These authors also spent a fair amount of effort proving that TRPV3 functions as a Ca²⁺ channel, figure 3 not shown in this post. In panels 4b and 4c presented experiments in which that the TRPV1-6 inhibitor Ruthenium Red was used. Adding this inhibitor had the same effect as low Ca²⁺ in terms of reversing the 2-APB and eugenol decrease in proliferation and mitochondrial membrane potential, presented in 4a.

The authors addressed the issue that TRPV1 may also be in the primary cultured keratinocytes. They addressed this issue by using interfering RNA that prevents TRPV3 transcripts from being translated into protein. As a control it is typical to add a scrambled sequence. In theory, the scrambled sequence should behave just like no RNA addition at all, which was shown in supplemental data.

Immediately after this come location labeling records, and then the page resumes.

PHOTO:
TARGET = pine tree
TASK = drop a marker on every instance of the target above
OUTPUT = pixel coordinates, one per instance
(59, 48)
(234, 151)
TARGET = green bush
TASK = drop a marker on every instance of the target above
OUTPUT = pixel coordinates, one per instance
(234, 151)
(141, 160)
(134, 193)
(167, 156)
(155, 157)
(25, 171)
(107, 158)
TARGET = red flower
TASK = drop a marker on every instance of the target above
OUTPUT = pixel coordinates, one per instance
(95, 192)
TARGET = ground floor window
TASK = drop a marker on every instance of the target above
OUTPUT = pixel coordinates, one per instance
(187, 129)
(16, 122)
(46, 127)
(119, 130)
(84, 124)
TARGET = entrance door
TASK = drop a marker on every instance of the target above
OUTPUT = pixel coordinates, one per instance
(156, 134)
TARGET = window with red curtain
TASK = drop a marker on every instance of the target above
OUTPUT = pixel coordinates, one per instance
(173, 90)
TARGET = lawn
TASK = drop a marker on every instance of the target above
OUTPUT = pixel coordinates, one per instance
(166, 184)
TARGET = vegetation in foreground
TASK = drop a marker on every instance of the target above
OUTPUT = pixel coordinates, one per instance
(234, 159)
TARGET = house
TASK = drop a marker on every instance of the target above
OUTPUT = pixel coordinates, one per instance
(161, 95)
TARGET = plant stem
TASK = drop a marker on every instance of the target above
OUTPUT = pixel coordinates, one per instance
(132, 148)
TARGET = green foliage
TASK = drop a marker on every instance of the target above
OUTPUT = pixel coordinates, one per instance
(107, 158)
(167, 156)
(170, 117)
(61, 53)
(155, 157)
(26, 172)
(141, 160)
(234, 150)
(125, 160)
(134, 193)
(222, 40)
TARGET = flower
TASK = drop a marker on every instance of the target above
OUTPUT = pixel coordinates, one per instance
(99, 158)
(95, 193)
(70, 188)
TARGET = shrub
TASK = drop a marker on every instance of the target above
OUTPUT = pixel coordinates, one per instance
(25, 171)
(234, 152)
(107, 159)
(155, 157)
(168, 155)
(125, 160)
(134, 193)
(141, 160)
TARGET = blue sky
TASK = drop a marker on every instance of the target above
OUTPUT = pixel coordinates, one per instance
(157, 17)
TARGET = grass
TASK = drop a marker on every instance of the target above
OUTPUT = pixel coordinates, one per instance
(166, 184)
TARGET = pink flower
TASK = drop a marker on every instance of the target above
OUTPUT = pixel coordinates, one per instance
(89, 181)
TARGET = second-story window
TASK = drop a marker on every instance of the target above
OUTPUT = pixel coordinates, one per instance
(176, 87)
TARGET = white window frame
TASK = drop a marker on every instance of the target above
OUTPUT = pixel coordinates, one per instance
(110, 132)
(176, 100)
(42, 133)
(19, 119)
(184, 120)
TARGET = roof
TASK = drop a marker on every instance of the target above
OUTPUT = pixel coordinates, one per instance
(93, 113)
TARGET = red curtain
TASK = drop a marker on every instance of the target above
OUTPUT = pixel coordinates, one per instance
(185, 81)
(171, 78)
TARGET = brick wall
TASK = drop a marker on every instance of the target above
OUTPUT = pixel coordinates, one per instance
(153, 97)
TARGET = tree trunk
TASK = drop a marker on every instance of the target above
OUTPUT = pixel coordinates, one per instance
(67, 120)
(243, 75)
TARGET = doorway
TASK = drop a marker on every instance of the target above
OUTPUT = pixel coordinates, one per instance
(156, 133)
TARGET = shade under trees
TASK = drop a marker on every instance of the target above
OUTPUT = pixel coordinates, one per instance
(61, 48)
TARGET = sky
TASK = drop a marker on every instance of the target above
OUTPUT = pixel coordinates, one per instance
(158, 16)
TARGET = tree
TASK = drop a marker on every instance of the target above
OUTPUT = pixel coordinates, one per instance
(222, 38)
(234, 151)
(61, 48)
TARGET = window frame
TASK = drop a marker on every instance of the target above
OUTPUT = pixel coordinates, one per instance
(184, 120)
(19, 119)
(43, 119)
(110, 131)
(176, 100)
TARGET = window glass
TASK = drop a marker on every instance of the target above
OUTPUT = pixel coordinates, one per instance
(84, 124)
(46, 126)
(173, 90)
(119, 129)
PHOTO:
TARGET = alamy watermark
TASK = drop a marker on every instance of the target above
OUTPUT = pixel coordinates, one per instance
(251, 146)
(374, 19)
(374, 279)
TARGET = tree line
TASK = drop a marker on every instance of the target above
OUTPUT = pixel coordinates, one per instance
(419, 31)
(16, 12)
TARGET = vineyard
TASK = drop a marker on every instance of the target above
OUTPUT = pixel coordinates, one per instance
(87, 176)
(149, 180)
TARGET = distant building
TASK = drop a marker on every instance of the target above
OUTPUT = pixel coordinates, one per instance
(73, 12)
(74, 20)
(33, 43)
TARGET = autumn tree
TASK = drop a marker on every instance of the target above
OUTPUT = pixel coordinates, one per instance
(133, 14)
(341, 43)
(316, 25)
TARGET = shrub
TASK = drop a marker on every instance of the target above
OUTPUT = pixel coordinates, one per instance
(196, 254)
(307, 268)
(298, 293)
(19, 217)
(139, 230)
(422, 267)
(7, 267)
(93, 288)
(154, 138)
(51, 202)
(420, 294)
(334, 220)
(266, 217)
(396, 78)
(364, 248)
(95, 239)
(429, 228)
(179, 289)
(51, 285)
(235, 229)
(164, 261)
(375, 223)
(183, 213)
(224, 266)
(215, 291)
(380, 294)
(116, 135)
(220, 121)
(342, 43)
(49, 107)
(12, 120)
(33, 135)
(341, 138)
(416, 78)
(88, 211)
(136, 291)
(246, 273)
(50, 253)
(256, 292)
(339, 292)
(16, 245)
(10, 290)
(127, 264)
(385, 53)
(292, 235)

Rosemary oil clinical trial [10]

Rosmarinus officinalis L essential oil was compared with the gold standard of androgenetic alopecia (AGA): 2% minoxidil which is a valsodilator. The authors claimed rosemary essential oil elicits “enhancement micro capillary perfusion” in the abstract of this study. For 6 months 50 AGA patients each received these treatments for hair loss. After baseline assessment patients were evaluated at 3 and 6 months. Neither treatment produced a change in mean hair count by 3 months though significant increases in hair count were seen by 6 months compared to previous time points. (P > .05). No significant difference was found between the study groups regarding hair count either at month 3 or month 6 (> .05). Both treatments caused scalp itching at the 3- and 6-month time points compared to the baseline (p < .05). Scalp itching was more frequent in the minoxidil group than rosemary oil at both assessed endpoints (P < .05).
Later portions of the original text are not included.